El papa es el líder espiritual de unos 1,400 millones de católicos. Esa cifra incluye a la gran mayoría de los mexicanos, entre los cuales me incluyo. Lo que ocurra en un pontificado, pues, nos interesa a muchísimas personas en el mundo, y en particular en México. Es por ello pertinente valorar el legado de Francisco y atisbar los avances o retrocesos que su sucesor podría traer a la Iglesia.
Jorge Mario Bergoglio fue un jesuita que, pese a sus desencuentros con el ala radical de la Compañía de Jesús —cercana a la teología de la liberación—, llevó hasta el final de su vida el sello ignaciano. No evadió dudas ni cuestionamientos: procuró discernir. Fue rebelde a su manera; no en la lucha contra el sistema económico imperante sino en la brega por el solidarismo cristiano y, sobre todo, en el rechazo a la soberbia y a la fastuosidad de la alta jerarquía eclesiástica. La sencillez, la austeridad y la defensa de los débiles —los migrantes, en particular— lo caracterizaron.
No puedo evaluar su papado sin antes explicar —con toda la subjetividad y la heterodoxia de que soy capaz— cómo entiendo mi religión. Sin ser teólogo y a riesgo de decir una barbaridad, yo sostengo que la quintaesencia del cristianismo es la misericordia. No encuentro una enseñanza más valiosa de Jesucristo que la compasión y el perdón: ama a tus enemigos, perdona a los que te ofenden, no arrojes la primera piedra. Me parece que en muchos católicos hay una lamentable tendencia a relegar a ese Jesús y privilegiar al que expulsó a los mercaderes del templo, es decir, a malinterpretarlo en una priorización de las formas sobre el fondo que ha derivado en un talante punitivo y excluyente. Desde esa perspectiva, en buena hora, Francisco decidió caminar por la senda misericordiosa.

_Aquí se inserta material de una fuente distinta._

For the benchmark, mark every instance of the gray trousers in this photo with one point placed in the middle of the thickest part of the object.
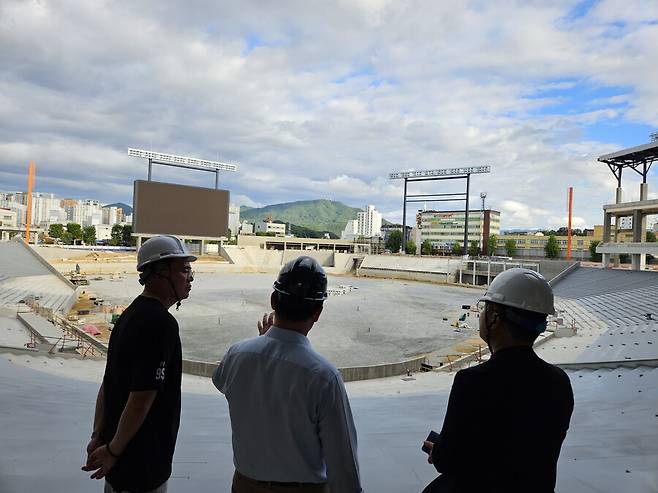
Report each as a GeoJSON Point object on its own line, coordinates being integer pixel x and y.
{"type": "Point", "coordinates": [160, 489]}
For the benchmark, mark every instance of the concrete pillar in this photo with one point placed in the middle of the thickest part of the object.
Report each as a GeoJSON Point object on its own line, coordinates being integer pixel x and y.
{"type": "Point", "coordinates": [618, 200]}
{"type": "Point", "coordinates": [644, 195]}
{"type": "Point", "coordinates": [635, 261]}
{"type": "Point", "coordinates": [606, 227]}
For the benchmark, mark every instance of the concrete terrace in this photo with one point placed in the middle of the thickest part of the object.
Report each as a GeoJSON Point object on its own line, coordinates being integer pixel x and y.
{"type": "Point", "coordinates": [24, 275]}
{"type": "Point", "coordinates": [46, 406]}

Recibió críticas de ambos polos del espectro. Algunos reformistas lo censuraron por no haber cambiado la doctrina; yo creo que, más que otro Concilio, sus tiempos exigían llevar a la práctica el Vaticano Segundo, que en ciertos aspectos se quedó en el papel. Por lo demás, sus palabras y posturas —Dios quiere a todos sus hijos, quién soy yo para juzgarlos, esta es una iglesia de pecadores— tienen un peso y una significación enorme y su impacto no debe subestimarse. Hay un video que lo pinta de cuerpo entero: cuando un niño cuyo padre acababa de morir le preguntó, ahogado en el llanto de una angustia infinita, si era verdad que por haber sido ateo iría al infierno, él lo abrazó y le dio a entender que si su padre había sido un buen hombre iría al cielo. ¿No es eso la misericordia? ¿Qué anti reformista puede soslayar la fuerza transformadora de un papa misericordioso?
A esto me refiero cuando digo que se puede avanzar o retroceder. No aludo a izquierdas o derechas ni a progresismo o conservadurismo, sino a la deseabilidad de una Iglesia misericordiosa, no farisaica. Ojalá todos los católicos cumpliéramos con los sacramentos y, al mismo tiempo, hiciéramos el bien y actuáramos con honestidad, diéramos de beber al sediento y amáramos al prójimo como a nosotros mismos. Pero si a mí me obligan a escoger me quedo con lo segundo. Me quedo con Francisco, con su humildad y su sentido de una iglesia abierta y compasiva. Y hago votos por un sucesor que avance por ese mismo camino.